Amount Blog

2021: The Year of Relevance

Written by Adam Hughes | Jan 4, 2022 4:28:01 PM

This is a reprint of a feature that originally ran in the  PYMTS.com Q4 Executive Report: IN A WORD: 50 Payments Execs Sum Up 2021 on December 30, 2021.

 

Coming out of last year’s forced and rapid adaptation to a digital-first marketplace, this past year challenged financial institutions to truly understand what is most important and valuable to their customers and, in turn, to deliver meaningful and differentiated offerings.

 

So, in a word, 2021 was all about relevance.

 

Simply said. Much more complex to achieve.

 

Maintaining relevance in today’s increasingly crowded financial services ecosystem requires having the right technology, the right partner and the right solutions to not just meet customer expectations, but to anticipate them — because the competition from non-bank financial players is only a click away. In order to compete, financial institutions sought to incorporate FinTech functionalities directly into their own offerings. This required taking stock of all that has changed, evaluating their technology, products and operating models and making sure they’re hitting the mark.

 

For consumer banks, this meant coming to terms with the shortcomings of inefficient, inflexible legacy infrastructure and novice internal information technology (IT) teams, which prohibit the timely innovation and implementation of new customer offerings.

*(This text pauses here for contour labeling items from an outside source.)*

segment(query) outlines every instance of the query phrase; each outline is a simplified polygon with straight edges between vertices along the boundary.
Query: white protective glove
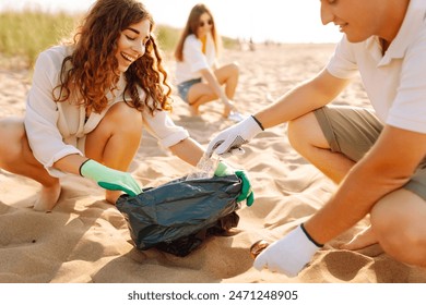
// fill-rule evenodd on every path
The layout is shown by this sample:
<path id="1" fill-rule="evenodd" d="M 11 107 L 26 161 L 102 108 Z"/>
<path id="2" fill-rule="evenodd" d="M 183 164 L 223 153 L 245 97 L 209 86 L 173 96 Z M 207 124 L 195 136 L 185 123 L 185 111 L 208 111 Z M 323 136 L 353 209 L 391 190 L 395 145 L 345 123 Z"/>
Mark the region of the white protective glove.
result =
<path id="1" fill-rule="evenodd" d="M 286 236 L 272 243 L 255 260 L 255 268 L 296 277 L 322 245 L 316 245 L 298 225 Z"/>
<path id="2" fill-rule="evenodd" d="M 210 142 L 205 154 L 210 157 L 213 152 L 216 152 L 224 158 L 230 155 L 244 154 L 244 149 L 240 146 L 248 143 L 262 131 L 263 126 L 261 123 L 250 115 L 238 124 L 218 133 Z"/>

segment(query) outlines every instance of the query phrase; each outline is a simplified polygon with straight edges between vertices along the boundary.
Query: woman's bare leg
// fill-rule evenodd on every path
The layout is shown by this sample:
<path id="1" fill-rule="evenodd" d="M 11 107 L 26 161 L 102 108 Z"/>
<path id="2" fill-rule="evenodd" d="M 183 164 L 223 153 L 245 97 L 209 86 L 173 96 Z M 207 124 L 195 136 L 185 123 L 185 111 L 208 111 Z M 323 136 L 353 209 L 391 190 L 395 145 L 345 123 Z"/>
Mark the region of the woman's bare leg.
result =
<path id="1" fill-rule="evenodd" d="M 33 179 L 42 184 L 35 210 L 51 210 L 60 195 L 59 179 L 48 174 L 29 148 L 23 119 L 0 120 L 0 168 Z"/>
<path id="2" fill-rule="evenodd" d="M 138 151 L 141 136 L 142 114 L 125 102 L 118 102 L 87 135 L 86 157 L 111 169 L 127 171 Z M 119 191 L 106 191 L 105 198 L 115 204 L 121 194 Z"/>

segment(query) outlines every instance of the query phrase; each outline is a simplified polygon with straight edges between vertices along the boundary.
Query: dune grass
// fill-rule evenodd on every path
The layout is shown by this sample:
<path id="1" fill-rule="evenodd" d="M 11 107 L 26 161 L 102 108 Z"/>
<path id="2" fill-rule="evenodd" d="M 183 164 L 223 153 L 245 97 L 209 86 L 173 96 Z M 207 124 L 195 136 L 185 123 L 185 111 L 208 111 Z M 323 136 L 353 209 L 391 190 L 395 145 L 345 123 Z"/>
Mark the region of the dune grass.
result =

For niche financial service providers, like mortgage lenders, it also meant realizing that you simply can’t be in business anymore with just one product.

 

As a result, this past year saw financial institutions pivoting away from the build versus buy mindset and embracing strategic partnerships with FinTech providers to accelerate speed-to-market with differentiated consumer-centric features — while also maintaining the confidence and convenience associated with a trusted financial institution.

 

But to be clear, I’m not talking about the traditional all-or-nothing relationship with a technology provider. Rather, financial institutions began seeking out flexible and modular solutions that allow them to bolster their existing technology investments and fill in the gaps, not replace them. This new approach to seeking a technology partner, not just a vendor, is what enables organizations to evolve their offerings as the market matures, adding or subtracting features as necessary, even scrapping them if they are no longer relevant — which is key to fostering the type of long-term loyalty that leads to high customer lifetime values.

 

Yet remaining relevant isn’t just critical to consumer-facing organizations. It’s equally important to the financial players on the back end. Take core providers, for example. To help FIs meet the ever-evolving demands of today’s digital-first customers, legacy infrastructure isn’t going to cut it. To compete with cloud-native competitors that are increasingly attracting their customers, legacy players are partnering with FinTech providers to seamlessly deliver a wider range of banking options. By expanding their value beyond record-keeping, core providers are better positioned to capitalize on one relationship with more relevant end-to-end solutions.

 

As we head into 2022, I think we’ll continue to see more and more FIs across the spectrum embracing FinTech partnerships to enhance their capabilities, their offerings and their relationships with customers and partners. Because ultimately, it’s more than just a means to stay relevant — it’s a way to control their destiny.